1. Fluorescence signal intensity: after the probe is effectively hybridized with the karyotype sample, itshould emit a fluorescence signal that can be recognized by the naked eye under the fluorescence microscope.
2. Sensitivity: detect karyotype samples, analyze the chromosomes of 50 cellsin metaphase, and at least 98 chromosomes 17 show 1 orange fluorescence signal and 1 green fluorescence signal.
3. Specificity: Analyze the chromosomes of 50 cells in metaphase, at least 98 chromosomes 17 show a specific orange fluorescence signal in the target region and a specific green fluorescence signal in the centromere region.

Precautions

1. Please read this manual carefully before testing. The testing personnel should receive professional technical training. The signal counting personnel must be able to observe and distinguish orange and green signals.

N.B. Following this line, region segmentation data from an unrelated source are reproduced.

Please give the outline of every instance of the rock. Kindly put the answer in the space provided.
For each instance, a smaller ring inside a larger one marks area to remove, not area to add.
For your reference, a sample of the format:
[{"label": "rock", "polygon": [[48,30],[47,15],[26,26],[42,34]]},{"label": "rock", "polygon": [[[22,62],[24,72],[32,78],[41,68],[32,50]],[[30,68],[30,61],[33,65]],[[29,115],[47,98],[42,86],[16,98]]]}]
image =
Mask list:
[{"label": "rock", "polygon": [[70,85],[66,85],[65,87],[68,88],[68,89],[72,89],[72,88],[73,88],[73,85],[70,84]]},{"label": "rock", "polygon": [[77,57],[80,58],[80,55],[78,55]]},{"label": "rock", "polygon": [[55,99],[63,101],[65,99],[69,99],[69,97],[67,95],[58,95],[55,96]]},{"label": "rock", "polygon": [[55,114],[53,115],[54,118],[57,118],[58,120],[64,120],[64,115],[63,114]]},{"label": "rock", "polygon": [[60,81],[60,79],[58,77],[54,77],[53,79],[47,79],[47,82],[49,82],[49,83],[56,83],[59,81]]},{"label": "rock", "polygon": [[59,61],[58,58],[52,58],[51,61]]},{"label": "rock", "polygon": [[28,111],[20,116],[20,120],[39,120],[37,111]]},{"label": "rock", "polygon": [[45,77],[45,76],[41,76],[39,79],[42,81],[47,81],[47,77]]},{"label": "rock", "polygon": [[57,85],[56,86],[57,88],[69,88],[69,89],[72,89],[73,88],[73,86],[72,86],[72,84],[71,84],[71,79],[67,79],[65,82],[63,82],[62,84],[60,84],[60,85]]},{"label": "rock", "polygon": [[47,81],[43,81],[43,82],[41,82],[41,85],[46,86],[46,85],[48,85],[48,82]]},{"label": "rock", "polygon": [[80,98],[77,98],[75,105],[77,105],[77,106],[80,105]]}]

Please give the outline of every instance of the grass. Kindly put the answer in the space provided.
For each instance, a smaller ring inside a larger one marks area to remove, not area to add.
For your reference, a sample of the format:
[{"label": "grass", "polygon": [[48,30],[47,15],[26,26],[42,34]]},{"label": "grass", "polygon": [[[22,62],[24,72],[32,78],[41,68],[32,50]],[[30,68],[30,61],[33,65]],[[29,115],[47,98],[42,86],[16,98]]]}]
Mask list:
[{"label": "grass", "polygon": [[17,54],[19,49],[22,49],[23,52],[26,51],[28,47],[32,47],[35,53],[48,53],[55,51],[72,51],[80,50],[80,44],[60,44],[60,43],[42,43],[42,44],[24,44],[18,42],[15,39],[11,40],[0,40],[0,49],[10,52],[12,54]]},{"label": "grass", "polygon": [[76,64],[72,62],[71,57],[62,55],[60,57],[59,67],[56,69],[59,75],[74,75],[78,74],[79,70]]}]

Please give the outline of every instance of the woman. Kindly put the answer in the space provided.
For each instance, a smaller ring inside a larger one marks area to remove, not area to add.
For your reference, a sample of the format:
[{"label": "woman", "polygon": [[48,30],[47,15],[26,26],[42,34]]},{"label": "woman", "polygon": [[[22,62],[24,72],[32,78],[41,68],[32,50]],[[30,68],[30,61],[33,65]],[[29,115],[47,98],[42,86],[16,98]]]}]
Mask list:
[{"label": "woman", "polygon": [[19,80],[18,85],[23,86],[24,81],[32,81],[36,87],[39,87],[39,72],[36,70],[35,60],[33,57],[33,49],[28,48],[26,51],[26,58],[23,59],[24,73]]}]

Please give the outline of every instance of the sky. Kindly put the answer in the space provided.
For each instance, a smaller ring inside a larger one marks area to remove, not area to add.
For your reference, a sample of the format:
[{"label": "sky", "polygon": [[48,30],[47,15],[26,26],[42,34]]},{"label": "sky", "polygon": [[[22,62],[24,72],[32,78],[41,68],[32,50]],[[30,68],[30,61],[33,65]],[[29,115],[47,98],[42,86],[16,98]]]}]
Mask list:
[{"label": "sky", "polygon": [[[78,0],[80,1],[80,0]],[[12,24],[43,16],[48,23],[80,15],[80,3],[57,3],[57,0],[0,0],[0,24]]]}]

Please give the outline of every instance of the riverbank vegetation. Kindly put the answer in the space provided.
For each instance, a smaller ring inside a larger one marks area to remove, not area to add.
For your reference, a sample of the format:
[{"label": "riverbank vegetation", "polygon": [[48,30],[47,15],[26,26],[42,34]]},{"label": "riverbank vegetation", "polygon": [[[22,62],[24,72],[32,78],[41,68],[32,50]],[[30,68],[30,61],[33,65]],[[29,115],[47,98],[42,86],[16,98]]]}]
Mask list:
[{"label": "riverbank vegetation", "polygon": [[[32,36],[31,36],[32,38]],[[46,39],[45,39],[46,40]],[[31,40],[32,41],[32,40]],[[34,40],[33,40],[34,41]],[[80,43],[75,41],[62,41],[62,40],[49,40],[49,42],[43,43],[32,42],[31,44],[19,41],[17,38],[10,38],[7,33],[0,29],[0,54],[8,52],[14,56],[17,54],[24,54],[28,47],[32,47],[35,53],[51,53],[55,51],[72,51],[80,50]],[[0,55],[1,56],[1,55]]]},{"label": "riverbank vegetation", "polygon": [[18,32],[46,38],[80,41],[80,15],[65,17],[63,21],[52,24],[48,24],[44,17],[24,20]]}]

2. When testing clinical samples, when it is difficult to count the hybridization signals and the samples are not enough to repeat the test, the test will not provide any test results. If the number of cells is not enough for analysis, the test will not provide test results.
3. DAPI counterstaining agent used in this experiment has potential toxicity or carcinogenicity, so it is necessary to operate in the fume hood, wear masks and gloves to avoid direct contact.
4. The results of this kit will be affected by various factors of the sample itself, but also limited by enzyme digestion time, hybridization temperature and time, operating environment and the limitations of current molecular biology technology, which may lead to wrong interpretation results. Users must understand the potential errors and accuracy limitations that may exist in the detection process.
5. All chemicals are potentially dangerous. Avoid direct contact. Used kits are clinical waste and should be properly disposed off.